お育ちの良き人々と梅の庭/国立劇場近松門左衛門祭り「平家女護島」

人形浄瑠璃文楽名演集 近江源氏先陣館・平家女護島 [DVD]

お友達が「急用できた!代打お願いします!」と譲ってくれたチケットで。文楽見るのなんて何年ぶりかしらー。11時に始まって14時に終わるって、一体どんな演目なのかしらー、と事前知識ゼロで行ってきました。あぁ楽しかった!

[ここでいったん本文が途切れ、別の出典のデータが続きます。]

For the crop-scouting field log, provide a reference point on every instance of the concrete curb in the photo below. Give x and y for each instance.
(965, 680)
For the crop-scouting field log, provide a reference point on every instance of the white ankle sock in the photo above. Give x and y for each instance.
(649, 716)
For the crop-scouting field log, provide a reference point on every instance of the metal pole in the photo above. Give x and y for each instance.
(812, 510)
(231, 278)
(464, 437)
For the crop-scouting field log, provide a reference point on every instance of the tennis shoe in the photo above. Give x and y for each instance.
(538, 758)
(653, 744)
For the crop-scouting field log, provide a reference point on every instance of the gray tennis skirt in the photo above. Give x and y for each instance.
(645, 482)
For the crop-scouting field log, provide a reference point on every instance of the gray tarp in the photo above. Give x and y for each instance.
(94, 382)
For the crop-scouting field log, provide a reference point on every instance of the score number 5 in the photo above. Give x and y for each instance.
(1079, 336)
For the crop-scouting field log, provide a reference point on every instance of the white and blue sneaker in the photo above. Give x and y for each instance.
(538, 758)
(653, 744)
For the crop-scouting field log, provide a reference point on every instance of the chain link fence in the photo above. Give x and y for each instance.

現在、国立劇場では「国立劇場開場50周年記念」として『近松名作集』というテーマで興行してるざんす。第一部は平清盛と平氏打倒を企てた俊寛との一連のやり取りを描いた「六波羅の段」「鬼界が島の段」「舟路の道行より敷名の浦の段」の三部作。第二部は「曾根崎心中(そねざきしんじゅう)」、第三部は「冥途の飛脚」。どれもよく知られている名作ぞろいですが、わたくしが観賞したのは第一部の「平清盛祭り」。

「六波羅の段」は着席後15分で、ヒロインであるところの俊寛の奥様が自害して、ぎゃー! その数分後に奥様の首がかっ切られて再びぎゃー! 「清盛様ー、俊寛の嫁はあんたになびくといってますぜ」「ほんとか?でかした?嫁はどこ?」「これだよ」と奥様の首をゴロンと投げつけてぎゃー! そんな清盛邸に遅れてやってきた助っ人有王丸が派手に暴れてぎゃー! 「俺は、俺は、強かですたい!」と啖呵を切るが、能登守教経に「黙れ糞ガキ!」と一蹴されて終了。そこまでで30分。ザ急展開! そして30分の休憩。ザッツ急展開!!!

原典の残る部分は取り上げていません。